ニューカレドニアの生態系は、多くの国際機関からも優先的に保護されるべきと認識されており、フランス政府にも積極的に働きかけが行われている。しかしながら、その努力は今まであまり実りが大きかったとはいえず、ニューカレドニアに残る自然地域の決定的な保護には失敗してきた。例えばゆねの必要性を認識してもらおうと試みられてきた。しかし、その試みは、島の主産業である採鉱や開発推進派の意向を強く受けた地元行政府の反対にあってきた。昨今の採掘は生態系の極度に重要な地域で行われてきているが、世界規模の世論の圧力によって、採鉱企業は自発的に採掘後の環境のリハビリテーションを行うようになっている。しかし、そうした採鉱後の活動を考慮に入れてさえも、採鉱活動は生物多様性に満ちた地域の荒廃に結び付いているのである。世界遺産に登録されれば、制約のない採鉱活動に強い衝撃を与えることになるだろうが、他方でニューカレドニアの経済的な安定に響くことになる。求められるのはバランスのとれた思慮ぶかいアプローチである。

地元での保護努力は草の根レベルでは行われてきたが、暫定的なものであり、上で述べたような地方の繁栄や安定にとって重要な採鉱(および他の開発計画)と衝突するときには、常に挫かれてきた。

21世紀にはいると、全地球的に認識されているこの地方の自然保護に対する地元の行政府の優先度を高めようとする動きも見られるようになっているが、公には強い反対にあっており、提唱者たちが暴力の被害に遭う場合もある。甚だしい例は2001年のゴールドマン環境賞受賞者ブルーノ・ファン・ペテゲム(Bruno Van Peteghem)の場合である。

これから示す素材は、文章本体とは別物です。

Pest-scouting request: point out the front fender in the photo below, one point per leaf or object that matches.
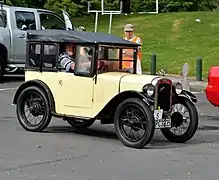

彼はニューカレドニアの裁判所で、行政担当者たちはこの地方のサンゴ礁を守るための法律を遵守せねばならないとする決定を勝ち取ったが、その結果家は放火され、家族ともども再三に渡り脅迫されることになった[7]。最終的に当時の行政府責任者ジャック・ラフール(Jacques Lafleur)は 、国営航空会社でのファン・ペテゲムの雇用を打ち切ることで事実上の退去処分を行い、彼の反対意見を封殺することに成功した。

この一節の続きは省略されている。